Menü
Hesabım
Şifremi Unuttum
Sepetim
Doğru Mikrofon Kullanımı: Profesyonel İpuçları ve Tavsiyeler
02.08.2024

Doğru Mikrofon Kullanımı: Profesyonel İpuçları ve Tavsiyeler

 

 Mikrofonumuz ne kadar kaliteli ve ne kadar pahalı olursa olsun yanlış ve eksik kullanımda kulağa hoş gelmeyen kayıtlar duyarız.

Uygun mikrofon tekniğini, neden önemli olduğunu ve nasıl elde edileceğini bu yazımızda paylaşacağız.

 

Doğru Mikrofon Seçimi Nasıl Yapılır?

 

Öncelikle ne yapmak istediğimizi bilmemiz gerekir.  Bu bir enstrüman kaydı mı yoksa vokal kaydı mı olacak? Enstrüman kaydı olacaksa hangi enstrüman? Ve buna en uygun mikrofon ne olmalı gibi noktaları netleştirmemiz gerekir.

 

Mikrofon Türleri ve Kullanım Alanları

 

Tüm mikrofonlar benzer şekilde çalışır. Havadaki ses titreşimlerine yanıt veren bir diyafram vardır. Bu titreşim, bir ses üretmek için yükseltilmiş bir elektrik sinyaline dönüştürülür.

Üç ana mikrofon türü vardır. Dinamik, kondenser ve şerit.

 

Dinamik mikrofonlar; genellikle davul veya gitar gibi daha yakın kayıt amaçları için kullanılır. Sesleri genellikle orta menzilli odaklıdır. Daha yüksek SPL’ler ile başa çıkabilir. Konserlerde, canlı performanslarda, DJ setlerinde ve genel olarak yüksek ses seviyelerinin bulunduğu ortamlarda idealdir.

 

Kondenser mikrofonlar; ses titreşimlerine daha duyarlıdır. Dinamik mikrofonlardan daha yüksek bir frekans tepkisine ve dinamik aralığa sahiptirler. Kondenser mikrofonların çalışması için fantom gücü adı verilen bir güç kaynağı gerekir. Bu kapsülü güçlendirmek için gereklidir.

 

Şerit mikrofonlar; daha yumuşak ve daha incedirler. Genellikle kondansatör mikrofonlarının vurgulanan üst frekanslarına sahip olmazlar ve dinamik mikrofonların aksine SPL değişikliklerine daha çok duyarlıdırlar. Genellikle geleneksel bir teknolojiye sahip olurlar ve bazı modeller vintage ses arayan profesyoneller için tercih edilir.

 

Mikrofon Yerleştirme Teknikleri

 

Kullanım durumunuza bağlı olarak kayıtlarınızda değişikliklere sebep olabilirsiniz. Bu kaliteli bir mikrofon kullanıyor olsanız bile istemediğiniz bir kayıt almanızla sonuçlanacaktır.

 

Mikrofona yakın konuşmak daha fazla sesin patlamasına sebep olur. Patlayan sesler, odaklanmamış hava üfleyen seslerdir. En yaygın patlayan sesler P ve B harfleridir. Bunun önüne geçmek için mikrofona belli bir açıyla örneğin 45 dereceden daha az bir açıyla konuşun. Alternatif olarak pop filtre veya rüzgarlık kullanabilirsiniz.

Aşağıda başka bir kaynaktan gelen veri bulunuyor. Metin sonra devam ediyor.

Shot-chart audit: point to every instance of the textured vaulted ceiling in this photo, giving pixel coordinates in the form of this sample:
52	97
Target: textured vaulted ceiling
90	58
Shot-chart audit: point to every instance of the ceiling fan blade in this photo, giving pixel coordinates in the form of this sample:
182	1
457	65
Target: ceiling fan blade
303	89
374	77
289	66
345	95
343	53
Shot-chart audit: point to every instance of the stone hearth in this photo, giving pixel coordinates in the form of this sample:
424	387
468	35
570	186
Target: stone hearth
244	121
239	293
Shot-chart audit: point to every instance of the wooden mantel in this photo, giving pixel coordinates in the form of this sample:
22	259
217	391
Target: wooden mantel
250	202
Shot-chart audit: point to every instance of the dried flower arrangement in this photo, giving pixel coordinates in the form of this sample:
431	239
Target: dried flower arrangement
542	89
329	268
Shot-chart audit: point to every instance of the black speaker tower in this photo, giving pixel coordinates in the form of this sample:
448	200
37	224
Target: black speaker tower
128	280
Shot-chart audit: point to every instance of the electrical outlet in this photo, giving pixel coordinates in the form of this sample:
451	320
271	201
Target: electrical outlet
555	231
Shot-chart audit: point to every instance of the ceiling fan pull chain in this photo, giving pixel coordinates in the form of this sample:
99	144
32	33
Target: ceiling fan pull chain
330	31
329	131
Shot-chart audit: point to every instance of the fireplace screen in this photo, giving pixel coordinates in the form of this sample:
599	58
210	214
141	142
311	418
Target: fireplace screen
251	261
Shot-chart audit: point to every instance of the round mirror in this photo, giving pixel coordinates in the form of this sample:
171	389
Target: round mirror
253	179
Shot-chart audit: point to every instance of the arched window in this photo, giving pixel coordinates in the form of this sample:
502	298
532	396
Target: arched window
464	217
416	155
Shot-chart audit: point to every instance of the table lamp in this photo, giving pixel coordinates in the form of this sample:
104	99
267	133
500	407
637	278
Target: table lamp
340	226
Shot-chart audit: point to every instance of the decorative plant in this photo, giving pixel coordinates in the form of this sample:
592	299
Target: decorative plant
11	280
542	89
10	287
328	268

Bir çok mikrofonun yerleşik pop filtreleri bulunur. Bulunmayan modeller için bir tane satın alabilirsiniz. Pop filtre veya rüzgarlık patlayan sesleri önler.

Mikrofon standı kullanın; bir podcast için masa tripodu veya canlı performanslar için sahne standı uygun olacaktır. Eğer bir standınız yoksa kayıt alırken mikrofonunuzu tutun.

Ancak kayıt alırken stabilite ve sabitlik önemli bir nokta olduğu için masa standı veya ayaklı bir stand edinmeniz sağlıklı olacaktır. Bu özellikle hassas mikrofonlar için önemlidir.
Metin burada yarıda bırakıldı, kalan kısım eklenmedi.